Currently, people presenting with late paraphrenia receive a differentiated diagnosis of disorders like atypical psychosis, psychotic disorder not otherwise specified, delusional disorder, schizoaffective disorder, and persistent persecutory states of older adults.

Today, many older patients diagnosed with late-onset schizophrenia indicate premorbid paranoid and schizoid traits, but present factors typical to late paraphrenia such as quick response to medication, short duration of the disorder, and perseveration of intellect, functionality, and personality. Paraphrenia is undoubtedly related to other mental illnesses like dementia and Alzheimer’s disease, but there is an increasing diagnosis for late paraphrenia a new among the aging population. 

Work Cited

Escelsior, Andrea, and Martino Belvederi Murri. “Modulation of Cerebellar Activity in Schizophrenia: Is It the Time for Clinical Trials?.” Schizophrenia bulletin 45.5 (2019): 947.

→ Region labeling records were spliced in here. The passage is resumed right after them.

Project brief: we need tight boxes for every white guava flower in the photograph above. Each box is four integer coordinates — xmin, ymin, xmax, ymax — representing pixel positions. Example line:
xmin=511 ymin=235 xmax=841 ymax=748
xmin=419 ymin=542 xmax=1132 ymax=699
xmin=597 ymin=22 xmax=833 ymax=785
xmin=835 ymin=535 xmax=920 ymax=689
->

Freitas, C., et al. “Paraphrenia: Evolution of the concept.” European Psychiatry 33.S1 (2016): S529-S529.

Goudie, Fiona. Physical and emotional problems in later life. In The Essential Dementia Care Handbook (2017): (pp. 22-32).

Jesus, M. “Paraphrenia in modern times? Revisiting an elder concept.” European Psychiatry 64.S1 (2021): S799-S800.

Kirkby, Kenneth C. “Conceptual Histories in Psychiatry: Perspectives Across Time, Language and Culture in the Work of German Berrios.” Rethinking Psychopathology. Springer, Cham, 2020. 29-38.

Marinho, Mariana Lemos Brochado Cunha, João Marques, and Miguel Braganca. “Late paraphrenia, a revisited diagnosis: case report and literature review.” Actas Esp Psiquiatr 45.5 (2017): 248-55.           

Mata, A. Hernández, et al. “Paraphrenia phantastica. A case report.” European Psychiatry 64.S1 (2021): S793-S794.

Pelizza, Lorenzo, and Federica Bonazzi. “What’s happened to paraphrenia? A case-report and review of the literature.” Acta bio-medica : Atenei Parmensis vol. 81,2 (2010): 130-140.

Van Assche, Lies, et al. “The neuropsychology and neurobiology of late-onset schizophrenia and very-late-onset schizophrenia-like psychosis: a critical review.” Neuroscience & Biobehavioral Reviews 83 (2017): 604-621.